Comment by IOT_Apprentice

2 days ago

This seems weird to me. The number of records is minuscule compared to internet scale tech.

The data model for this sounds like it would be simple. Exactly how many use cases are there to be implemented?

Build this with modern tech on HA Linux backends. Eliminate the batch job nonsense.

This could be written up as a project for bootcamps or even a YouTube series.

I suspect some internal politics about moving forward and clinging to old methods is at hand.

Perhaps someone could build an open source platform if the requirements were made public.

The thing is that a lot of internet scale stuff tends to be non-critical. It’s not a big deal if 1% of users don’t see a post to a social network site. It’ll show up later, maybe, or never, but nobody will care.

On the other hand, with transactions like banking or licensing or health insurance, it’s absolutely essential that we definitely maintain ACID compliance for every single transaction, which is something that many “internet-scale” data solutions do not and often cannot promise. I have a vague recollection of some of the data issues at a large health insurance company where I worked a couple years ago that made it really clear why there would be an overnight period where the system would be offline—it was essential to make sure that systems could be brought to a consistent state.

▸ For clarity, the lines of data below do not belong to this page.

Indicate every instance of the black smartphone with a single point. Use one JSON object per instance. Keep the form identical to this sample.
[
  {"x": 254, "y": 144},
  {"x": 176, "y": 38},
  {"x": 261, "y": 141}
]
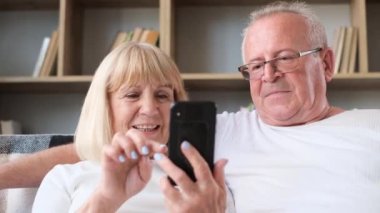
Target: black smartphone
[{"x": 192, "y": 121}]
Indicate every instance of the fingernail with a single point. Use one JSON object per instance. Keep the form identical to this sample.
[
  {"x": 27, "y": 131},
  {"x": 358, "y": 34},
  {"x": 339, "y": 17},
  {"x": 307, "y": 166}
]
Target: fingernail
[
  {"x": 157, "y": 156},
  {"x": 134, "y": 155},
  {"x": 185, "y": 145},
  {"x": 145, "y": 150},
  {"x": 121, "y": 158}
]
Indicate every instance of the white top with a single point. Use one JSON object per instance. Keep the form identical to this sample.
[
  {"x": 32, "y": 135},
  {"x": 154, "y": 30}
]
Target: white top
[
  {"x": 66, "y": 187},
  {"x": 328, "y": 166}
]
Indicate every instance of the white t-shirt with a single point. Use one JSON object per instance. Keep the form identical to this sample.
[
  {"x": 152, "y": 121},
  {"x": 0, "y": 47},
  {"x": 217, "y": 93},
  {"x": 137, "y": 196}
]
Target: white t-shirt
[
  {"x": 331, "y": 165},
  {"x": 66, "y": 187}
]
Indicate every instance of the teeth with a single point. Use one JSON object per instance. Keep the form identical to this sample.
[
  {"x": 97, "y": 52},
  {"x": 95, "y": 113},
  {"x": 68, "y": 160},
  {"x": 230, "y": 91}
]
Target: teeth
[{"x": 145, "y": 127}]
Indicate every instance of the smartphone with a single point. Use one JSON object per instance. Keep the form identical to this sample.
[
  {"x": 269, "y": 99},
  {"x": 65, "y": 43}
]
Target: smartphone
[{"x": 192, "y": 121}]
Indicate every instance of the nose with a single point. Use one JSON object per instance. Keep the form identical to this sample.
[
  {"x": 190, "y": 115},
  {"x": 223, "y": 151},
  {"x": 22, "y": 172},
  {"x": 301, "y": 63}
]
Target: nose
[
  {"x": 270, "y": 72},
  {"x": 149, "y": 106}
]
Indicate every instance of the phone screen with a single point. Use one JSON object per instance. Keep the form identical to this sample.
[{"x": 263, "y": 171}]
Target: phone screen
[{"x": 195, "y": 123}]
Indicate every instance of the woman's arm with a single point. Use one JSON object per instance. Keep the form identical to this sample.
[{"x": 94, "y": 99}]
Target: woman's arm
[{"x": 28, "y": 171}]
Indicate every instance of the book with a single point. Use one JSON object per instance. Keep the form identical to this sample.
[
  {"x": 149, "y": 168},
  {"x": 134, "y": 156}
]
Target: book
[
  {"x": 339, "y": 49},
  {"x": 353, "y": 52},
  {"x": 51, "y": 55},
  {"x": 150, "y": 36},
  {"x": 10, "y": 127},
  {"x": 120, "y": 38},
  {"x": 136, "y": 35},
  {"x": 41, "y": 57},
  {"x": 346, "y": 50}
]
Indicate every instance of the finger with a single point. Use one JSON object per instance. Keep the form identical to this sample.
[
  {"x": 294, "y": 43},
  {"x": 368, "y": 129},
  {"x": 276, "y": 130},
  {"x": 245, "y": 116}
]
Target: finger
[
  {"x": 144, "y": 146},
  {"x": 170, "y": 191},
  {"x": 145, "y": 168},
  {"x": 200, "y": 167},
  {"x": 219, "y": 172},
  {"x": 139, "y": 140},
  {"x": 125, "y": 143},
  {"x": 174, "y": 172}
]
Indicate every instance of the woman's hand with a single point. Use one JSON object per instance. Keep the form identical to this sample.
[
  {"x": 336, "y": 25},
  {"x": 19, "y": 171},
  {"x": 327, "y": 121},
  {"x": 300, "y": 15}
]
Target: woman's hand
[
  {"x": 126, "y": 169},
  {"x": 207, "y": 194}
]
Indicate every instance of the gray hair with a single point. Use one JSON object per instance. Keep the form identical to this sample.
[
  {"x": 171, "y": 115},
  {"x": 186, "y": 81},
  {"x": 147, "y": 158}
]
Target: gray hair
[{"x": 316, "y": 34}]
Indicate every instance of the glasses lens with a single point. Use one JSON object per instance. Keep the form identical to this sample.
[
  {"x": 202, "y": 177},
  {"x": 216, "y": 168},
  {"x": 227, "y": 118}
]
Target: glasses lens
[{"x": 287, "y": 63}]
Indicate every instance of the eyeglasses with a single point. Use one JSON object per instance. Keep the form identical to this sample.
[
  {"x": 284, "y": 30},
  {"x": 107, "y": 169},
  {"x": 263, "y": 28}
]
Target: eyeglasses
[{"x": 287, "y": 61}]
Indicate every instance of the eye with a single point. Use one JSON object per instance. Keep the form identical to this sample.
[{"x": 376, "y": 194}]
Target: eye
[
  {"x": 131, "y": 95},
  {"x": 164, "y": 96},
  {"x": 286, "y": 58},
  {"x": 255, "y": 67}
]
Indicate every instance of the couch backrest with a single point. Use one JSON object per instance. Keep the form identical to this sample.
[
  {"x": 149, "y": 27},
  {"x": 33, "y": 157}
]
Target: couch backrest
[{"x": 15, "y": 146}]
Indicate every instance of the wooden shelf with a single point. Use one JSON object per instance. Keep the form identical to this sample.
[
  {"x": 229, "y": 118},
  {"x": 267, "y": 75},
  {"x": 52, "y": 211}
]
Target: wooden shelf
[
  {"x": 245, "y": 2},
  {"x": 193, "y": 82}
]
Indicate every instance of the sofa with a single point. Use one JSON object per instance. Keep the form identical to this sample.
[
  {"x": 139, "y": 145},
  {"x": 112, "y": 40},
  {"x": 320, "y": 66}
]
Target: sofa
[{"x": 15, "y": 146}]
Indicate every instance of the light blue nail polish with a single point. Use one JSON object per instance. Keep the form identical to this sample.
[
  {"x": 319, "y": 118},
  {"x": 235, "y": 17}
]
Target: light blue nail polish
[
  {"x": 121, "y": 158},
  {"x": 134, "y": 155},
  {"x": 185, "y": 145},
  {"x": 145, "y": 150},
  {"x": 157, "y": 156}
]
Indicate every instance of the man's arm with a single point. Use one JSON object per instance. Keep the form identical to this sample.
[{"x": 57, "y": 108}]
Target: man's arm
[{"x": 29, "y": 171}]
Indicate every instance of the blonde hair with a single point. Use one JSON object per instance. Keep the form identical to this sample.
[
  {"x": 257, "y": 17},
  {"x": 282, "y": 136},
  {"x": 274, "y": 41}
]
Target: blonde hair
[
  {"x": 316, "y": 33},
  {"x": 131, "y": 64}
]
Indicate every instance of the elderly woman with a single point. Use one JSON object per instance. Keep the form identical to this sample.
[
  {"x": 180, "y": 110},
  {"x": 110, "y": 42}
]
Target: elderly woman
[{"x": 124, "y": 123}]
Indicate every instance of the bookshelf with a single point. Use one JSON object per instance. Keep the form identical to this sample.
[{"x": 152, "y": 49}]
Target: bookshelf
[{"x": 81, "y": 49}]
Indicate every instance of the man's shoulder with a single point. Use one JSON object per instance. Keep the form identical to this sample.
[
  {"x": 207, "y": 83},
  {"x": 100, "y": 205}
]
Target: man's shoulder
[{"x": 238, "y": 114}]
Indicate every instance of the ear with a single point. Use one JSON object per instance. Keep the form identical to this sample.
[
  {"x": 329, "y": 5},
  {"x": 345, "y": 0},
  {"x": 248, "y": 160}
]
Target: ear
[{"x": 328, "y": 61}]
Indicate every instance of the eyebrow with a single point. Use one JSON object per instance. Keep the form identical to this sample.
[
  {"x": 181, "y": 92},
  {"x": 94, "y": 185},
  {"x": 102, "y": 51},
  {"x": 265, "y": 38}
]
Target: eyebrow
[{"x": 276, "y": 54}]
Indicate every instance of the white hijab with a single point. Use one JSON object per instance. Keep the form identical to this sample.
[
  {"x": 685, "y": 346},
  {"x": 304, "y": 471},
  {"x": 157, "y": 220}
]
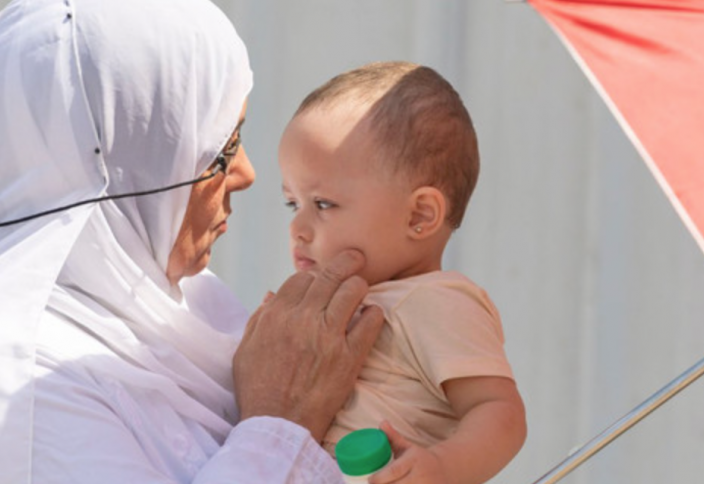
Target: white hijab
[{"x": 107, "y": 97}]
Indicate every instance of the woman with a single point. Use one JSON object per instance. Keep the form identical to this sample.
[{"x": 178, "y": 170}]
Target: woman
[{"x": 115, "y": 365}]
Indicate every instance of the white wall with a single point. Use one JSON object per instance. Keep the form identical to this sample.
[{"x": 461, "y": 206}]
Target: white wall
[{"x": 599, "y": 284}]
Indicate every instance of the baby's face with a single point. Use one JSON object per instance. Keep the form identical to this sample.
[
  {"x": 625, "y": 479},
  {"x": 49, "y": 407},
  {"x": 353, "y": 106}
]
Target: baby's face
[{"x": 340, "y": 198}]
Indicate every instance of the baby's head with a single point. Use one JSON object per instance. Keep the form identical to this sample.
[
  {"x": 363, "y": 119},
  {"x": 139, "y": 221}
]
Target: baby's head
[{"x": 383, "y": 159}]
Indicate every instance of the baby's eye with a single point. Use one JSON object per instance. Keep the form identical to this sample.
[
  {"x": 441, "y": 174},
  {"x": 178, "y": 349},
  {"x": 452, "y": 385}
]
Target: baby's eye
[{"x": 324, "y": 204}]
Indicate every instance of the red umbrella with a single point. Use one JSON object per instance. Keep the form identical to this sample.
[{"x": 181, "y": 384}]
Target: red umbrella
[{"x": 646, "y": 60}]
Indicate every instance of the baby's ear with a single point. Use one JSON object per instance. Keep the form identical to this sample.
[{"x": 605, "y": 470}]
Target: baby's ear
[{"x": 427, "y": 215}]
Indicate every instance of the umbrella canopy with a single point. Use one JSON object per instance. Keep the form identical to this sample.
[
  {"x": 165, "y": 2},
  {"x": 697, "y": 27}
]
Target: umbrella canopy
[{"x": 646, "y": 59}]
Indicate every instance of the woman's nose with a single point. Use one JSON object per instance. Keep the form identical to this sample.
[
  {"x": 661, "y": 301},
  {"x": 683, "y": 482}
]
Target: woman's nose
[{"x": 241, "y": 173}]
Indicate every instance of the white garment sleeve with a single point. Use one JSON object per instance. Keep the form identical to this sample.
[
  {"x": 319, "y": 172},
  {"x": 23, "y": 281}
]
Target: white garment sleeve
[
  {"x": 83, "y": 434},
  {"x": 269, "y": 450}
]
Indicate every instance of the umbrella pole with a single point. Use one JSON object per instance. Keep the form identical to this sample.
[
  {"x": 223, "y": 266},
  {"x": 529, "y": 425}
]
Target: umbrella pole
[{"x": 580, "y": 455}]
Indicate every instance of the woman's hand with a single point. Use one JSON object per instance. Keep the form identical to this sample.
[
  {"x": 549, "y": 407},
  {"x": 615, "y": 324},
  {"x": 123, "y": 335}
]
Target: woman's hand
[{"x": 298, "y": 359}]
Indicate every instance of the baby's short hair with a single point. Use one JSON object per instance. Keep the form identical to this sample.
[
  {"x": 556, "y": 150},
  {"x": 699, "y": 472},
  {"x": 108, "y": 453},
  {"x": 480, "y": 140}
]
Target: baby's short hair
[{"x": 418, "y": 120}]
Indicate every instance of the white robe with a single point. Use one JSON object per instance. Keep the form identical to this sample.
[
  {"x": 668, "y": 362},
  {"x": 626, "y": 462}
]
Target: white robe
[{"x": 108, "y": 373}]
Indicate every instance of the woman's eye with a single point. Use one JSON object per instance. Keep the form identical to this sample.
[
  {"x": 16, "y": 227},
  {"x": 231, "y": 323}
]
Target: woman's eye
[{"x": 324, "y": 204}]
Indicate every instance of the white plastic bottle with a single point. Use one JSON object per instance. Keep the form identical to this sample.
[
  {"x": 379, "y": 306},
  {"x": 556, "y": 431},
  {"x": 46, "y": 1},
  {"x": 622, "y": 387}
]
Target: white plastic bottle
[{"x": 361, "y": 453}]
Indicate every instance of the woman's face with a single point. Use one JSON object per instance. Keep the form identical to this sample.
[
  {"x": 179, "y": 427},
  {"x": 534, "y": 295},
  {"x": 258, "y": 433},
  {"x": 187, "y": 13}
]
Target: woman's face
[{"x": 207, "y": 211}]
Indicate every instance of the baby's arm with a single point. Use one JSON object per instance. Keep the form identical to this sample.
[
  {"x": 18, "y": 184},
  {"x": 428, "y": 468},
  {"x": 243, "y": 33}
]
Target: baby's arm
[{"x": 491, "y": 432}]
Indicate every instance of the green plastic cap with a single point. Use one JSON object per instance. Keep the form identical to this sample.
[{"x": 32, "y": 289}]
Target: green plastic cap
[{"x": 363, "y": 452}]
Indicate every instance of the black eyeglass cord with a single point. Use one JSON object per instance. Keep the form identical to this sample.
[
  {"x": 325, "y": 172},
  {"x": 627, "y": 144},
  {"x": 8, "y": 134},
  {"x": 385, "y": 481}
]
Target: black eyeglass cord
[{"x": 221, "y": 165}]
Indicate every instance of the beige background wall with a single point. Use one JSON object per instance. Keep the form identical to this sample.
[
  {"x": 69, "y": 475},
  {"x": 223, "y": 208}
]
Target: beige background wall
[{"x": 599, "y": 285}]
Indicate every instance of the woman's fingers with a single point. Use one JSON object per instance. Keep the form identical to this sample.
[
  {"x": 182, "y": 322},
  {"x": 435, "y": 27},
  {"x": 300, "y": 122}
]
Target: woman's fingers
[{"x": 296, "y": 359}]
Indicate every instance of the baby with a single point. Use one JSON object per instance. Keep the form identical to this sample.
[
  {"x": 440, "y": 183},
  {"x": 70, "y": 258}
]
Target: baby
[{"x": 384, "y": 159}]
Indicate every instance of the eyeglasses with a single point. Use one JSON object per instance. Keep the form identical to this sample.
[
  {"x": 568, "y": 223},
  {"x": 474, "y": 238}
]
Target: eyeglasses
[{"x": 222, "y": 162}]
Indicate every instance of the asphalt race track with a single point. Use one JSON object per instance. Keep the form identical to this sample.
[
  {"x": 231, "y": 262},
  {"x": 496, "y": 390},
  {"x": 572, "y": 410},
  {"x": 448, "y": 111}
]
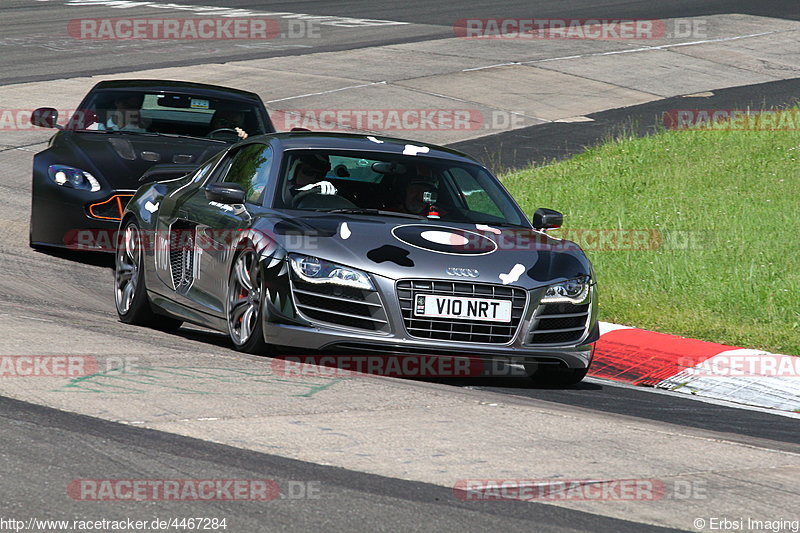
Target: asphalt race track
[{"x": 383, "y": 453}]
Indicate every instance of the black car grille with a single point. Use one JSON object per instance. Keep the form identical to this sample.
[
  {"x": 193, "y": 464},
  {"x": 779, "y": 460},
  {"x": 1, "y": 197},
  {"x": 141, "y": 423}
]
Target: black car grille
[
  {"x": 181, "y": 256},
  {"x": 343, "y": 306},
  {"x": 559, "y": 323},
  {"x": 460, "y": 330}
]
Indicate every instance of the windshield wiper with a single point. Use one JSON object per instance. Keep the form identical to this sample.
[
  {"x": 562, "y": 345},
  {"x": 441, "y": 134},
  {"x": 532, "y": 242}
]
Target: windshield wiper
[
  {"x": 379, "y": 212},
  {"x": 503, "y": 224}
]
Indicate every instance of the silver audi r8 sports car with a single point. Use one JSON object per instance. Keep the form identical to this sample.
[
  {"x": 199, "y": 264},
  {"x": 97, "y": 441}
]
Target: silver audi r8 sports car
[{"x": 339, "y": 243}]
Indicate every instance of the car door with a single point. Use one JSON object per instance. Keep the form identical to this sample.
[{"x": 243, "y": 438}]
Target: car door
[{"x": 198, "y": 233}]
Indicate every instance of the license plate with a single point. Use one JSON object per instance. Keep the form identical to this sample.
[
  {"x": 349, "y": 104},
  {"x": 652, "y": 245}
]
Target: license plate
[{"x": 462, "y": 308}]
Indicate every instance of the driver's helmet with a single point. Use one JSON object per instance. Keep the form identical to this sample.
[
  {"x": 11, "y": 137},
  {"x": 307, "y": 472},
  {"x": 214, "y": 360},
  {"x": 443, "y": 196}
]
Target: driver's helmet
[
  {"x": 313, "y": 164},
  {"x": 226, "y": 119}
]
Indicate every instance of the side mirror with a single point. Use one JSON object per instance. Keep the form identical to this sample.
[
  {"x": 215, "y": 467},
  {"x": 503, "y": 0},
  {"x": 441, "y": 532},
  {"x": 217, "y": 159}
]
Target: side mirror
[
  {"x": 547, "y": 219},
  {"x": 45, "y": 117},
  {"x": 225, "y": 193}
]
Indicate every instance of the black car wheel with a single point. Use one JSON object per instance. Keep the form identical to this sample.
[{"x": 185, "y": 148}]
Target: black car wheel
[
  {"x": 130, "y": 293},
  {"x": 244, "y": 303}
]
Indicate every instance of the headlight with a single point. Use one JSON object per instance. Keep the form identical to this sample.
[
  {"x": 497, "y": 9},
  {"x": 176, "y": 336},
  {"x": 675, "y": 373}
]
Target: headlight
[
  {"x": 73, "y": 177},
  {"x": 315, "y": 270},
  {"x": 573, "y": 291}
]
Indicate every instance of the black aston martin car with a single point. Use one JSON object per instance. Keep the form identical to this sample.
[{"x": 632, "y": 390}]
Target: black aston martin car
[
  {"x": 348, "y": 243},
  {"x": 125, "y": 132}
]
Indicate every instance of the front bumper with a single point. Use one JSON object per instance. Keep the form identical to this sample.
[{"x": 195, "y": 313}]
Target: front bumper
[
  {"x": 60, "y": 217},
  {"x": 394, "y": 338}
]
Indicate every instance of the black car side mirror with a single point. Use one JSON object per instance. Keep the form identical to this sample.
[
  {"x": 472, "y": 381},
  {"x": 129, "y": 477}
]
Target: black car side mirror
[
  {"x": 45, "y": 117},
  {"x": 547, "y": 219},
  {"x": 225, "y": 193}
]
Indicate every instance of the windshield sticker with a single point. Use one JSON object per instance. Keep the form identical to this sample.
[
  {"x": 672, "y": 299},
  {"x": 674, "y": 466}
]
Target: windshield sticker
[
  {"x": 344, "y": 231},
  {"x": 414, "y": 150},
  {"x": 514, "y": 275}
]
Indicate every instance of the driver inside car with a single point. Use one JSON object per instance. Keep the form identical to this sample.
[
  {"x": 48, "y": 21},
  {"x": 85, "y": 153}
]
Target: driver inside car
[
  {"x": 228, "y": 119},
  {"x": 309, "y": 175},
  {"x": 124, "y": 116}
]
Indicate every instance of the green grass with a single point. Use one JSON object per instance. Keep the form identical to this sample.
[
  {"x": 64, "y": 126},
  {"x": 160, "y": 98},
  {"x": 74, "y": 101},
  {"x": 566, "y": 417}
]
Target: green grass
[{"x": 737, "y": 194}]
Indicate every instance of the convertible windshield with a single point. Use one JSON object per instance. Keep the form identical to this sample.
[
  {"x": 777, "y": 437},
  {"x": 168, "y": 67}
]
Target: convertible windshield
[
  {"x": 374, "y": 183},
  {"x": 168, "y": 113}
]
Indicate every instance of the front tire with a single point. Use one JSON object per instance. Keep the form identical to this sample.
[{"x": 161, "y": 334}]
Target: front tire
[
  {"x": 130, "y": 292},
  {"x": 244, "y": 303}
]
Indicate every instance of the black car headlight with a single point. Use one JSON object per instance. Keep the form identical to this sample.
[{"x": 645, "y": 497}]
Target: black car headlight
[
  {"x": 574, "y": 291},
  {"x": 315, "y": 270},
  {"x": 73, "y": 177}
]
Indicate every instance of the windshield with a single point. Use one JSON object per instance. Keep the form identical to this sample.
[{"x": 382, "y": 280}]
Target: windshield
[
  {"x": 424, "y": 187},
  {"x": 168, "y": 113}
]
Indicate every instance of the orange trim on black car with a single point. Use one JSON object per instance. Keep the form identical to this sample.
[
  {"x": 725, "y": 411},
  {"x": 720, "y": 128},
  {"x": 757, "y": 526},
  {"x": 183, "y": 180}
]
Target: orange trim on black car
[{"x": 110, "y": 209}]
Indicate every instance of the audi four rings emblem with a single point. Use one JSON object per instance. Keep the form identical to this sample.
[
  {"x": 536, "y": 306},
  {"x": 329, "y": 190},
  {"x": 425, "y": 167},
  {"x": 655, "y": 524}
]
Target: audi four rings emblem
[{"x": 465, "y": 272}]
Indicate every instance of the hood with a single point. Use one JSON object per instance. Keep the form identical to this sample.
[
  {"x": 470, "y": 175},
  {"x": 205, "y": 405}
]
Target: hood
[
  {"x": 120, "y": 159},
  {"x": 404, "y": 248}
]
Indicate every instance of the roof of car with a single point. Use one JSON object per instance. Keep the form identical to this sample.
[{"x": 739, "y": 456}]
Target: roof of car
[
  {"x": 177, "y": 86},
  {"x": 350, "y": 141}
]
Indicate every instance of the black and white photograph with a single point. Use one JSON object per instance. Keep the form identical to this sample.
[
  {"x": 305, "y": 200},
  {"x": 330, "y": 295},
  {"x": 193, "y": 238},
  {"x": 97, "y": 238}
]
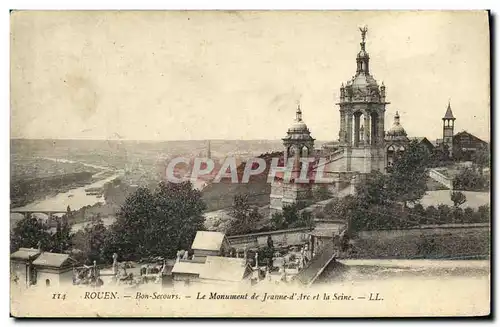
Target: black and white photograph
[{"x": 251, "y": 164}]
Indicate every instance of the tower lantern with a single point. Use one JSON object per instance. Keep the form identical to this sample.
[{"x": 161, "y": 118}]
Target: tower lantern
[{"x": 448, "y": 129}]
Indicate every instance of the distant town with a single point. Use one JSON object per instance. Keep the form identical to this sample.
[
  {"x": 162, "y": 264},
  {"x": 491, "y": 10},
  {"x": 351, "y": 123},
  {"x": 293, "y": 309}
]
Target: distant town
[{"x": 92, "y": 214}]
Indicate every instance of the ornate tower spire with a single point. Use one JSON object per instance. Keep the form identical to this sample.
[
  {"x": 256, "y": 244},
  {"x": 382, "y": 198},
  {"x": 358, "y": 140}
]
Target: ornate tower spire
[
  {"x": 396, "y": 119},
  {"x": 363, "y": 37},
  {"x": 298, "y": 114}
]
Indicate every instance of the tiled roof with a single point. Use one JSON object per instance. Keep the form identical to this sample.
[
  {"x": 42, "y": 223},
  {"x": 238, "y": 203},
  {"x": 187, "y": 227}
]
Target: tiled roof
[
  {"x": 25, "y": 254},
  {"x": 211, "y": 241},
  {"x": 224, "y": 268},
  {"x": 188, "y": 267},
  {"x": 55, "y": 260}
]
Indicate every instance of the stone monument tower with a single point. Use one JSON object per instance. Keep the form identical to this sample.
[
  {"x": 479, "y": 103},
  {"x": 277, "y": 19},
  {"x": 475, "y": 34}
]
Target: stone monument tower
[{"x": 362, "y": 102}]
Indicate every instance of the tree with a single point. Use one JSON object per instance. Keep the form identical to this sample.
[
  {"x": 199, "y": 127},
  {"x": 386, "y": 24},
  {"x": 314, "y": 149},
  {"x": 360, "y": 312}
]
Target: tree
[
  {"x": 481, "y": 158},
  {"x": 469, "y": 180},
  {"x": 92, "y": 240},
  {"x": 458, "y": 198},
  {"x": 407, "y": 181},
  {"x": 277, "y": 221},
  {"x": 28, "y": 232},
  {"x": 321, "y": 193},
  {"x": 157, "y": 223},
  {"x": 373, "y": 190},
  {"x": 244, "y": 217}
]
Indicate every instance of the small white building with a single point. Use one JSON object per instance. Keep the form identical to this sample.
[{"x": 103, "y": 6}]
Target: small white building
[
  {"x": 208, "y": 264},
  {"x": 53, "y": 269},
  {"x": 210, "y": 244}
]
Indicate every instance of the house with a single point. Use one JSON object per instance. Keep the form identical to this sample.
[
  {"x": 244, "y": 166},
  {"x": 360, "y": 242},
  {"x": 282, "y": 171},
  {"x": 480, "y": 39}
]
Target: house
[
  {"x": 222, "y": 270},
  {"x": 187, "y": 271},
  {"x": 226, "y": 270},
  {"x": 423, "y": 141},
  {"x": 210, "y": 244},
  {"x": 53, "y": 269},
  {"x": 21, "y": 266},
  {"x": 208, "y": 264}
]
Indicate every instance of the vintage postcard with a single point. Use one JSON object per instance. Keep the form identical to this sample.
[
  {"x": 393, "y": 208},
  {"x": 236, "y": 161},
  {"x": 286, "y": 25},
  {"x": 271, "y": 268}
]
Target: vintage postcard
[{"x": 250, "y": 164}]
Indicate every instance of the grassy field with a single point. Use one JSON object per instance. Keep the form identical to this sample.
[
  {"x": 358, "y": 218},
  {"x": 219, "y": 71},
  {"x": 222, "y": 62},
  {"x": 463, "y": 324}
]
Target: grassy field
[
  {"x": 474, "y": 199},
  {"x": 428, "y": 243}
]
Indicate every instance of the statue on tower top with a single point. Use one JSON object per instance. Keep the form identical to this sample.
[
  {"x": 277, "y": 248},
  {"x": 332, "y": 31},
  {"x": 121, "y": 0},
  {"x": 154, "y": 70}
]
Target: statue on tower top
[
  {"x": 363, "y": 36},
  {"x": 363, "y": 30}
]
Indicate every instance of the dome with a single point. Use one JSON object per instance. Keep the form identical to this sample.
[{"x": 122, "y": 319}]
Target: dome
[
  {"x": 396, "y": 131},
  {"x": 363, "y": 80},
  {"x": 298, "y": 126},
  {"x": 298, "y": 130}
]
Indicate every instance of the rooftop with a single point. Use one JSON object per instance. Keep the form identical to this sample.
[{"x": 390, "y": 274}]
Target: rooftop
[
  {"x": 211, "y": 241},
  {"x": 188, "y": 267},
  {"x": 25, "y": 254},
  {"x": 224, "y": 268}
]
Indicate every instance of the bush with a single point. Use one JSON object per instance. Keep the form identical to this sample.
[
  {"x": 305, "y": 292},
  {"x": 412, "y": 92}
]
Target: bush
[{"x": 470, "y": 180}]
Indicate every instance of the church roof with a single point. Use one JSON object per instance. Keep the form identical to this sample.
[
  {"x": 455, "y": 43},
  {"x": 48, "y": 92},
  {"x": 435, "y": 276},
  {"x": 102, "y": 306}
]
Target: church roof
[{"x": 449, "y": 113}]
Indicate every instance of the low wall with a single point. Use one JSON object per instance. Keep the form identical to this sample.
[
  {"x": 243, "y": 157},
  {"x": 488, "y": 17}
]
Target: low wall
[
  {"x": 281, "y": 238},
  {"x": 453, "y": 241}
]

It also became clear why enrolling someone in a new plan was not simply a matter of adding a record to a database somewhere.

Not to mention that I suspect that data such as bank transaction records or health insurance claims probably rival “internet scale” for being real big data operations.

  • The reason that these "internet scale" solutions are challenging to operate is because of their latency and availability targets.

    If you threw into the requirements "can go down nightly, for hours, for writes AND reads", they could absolutely provide the transactional guarantees you're looking for.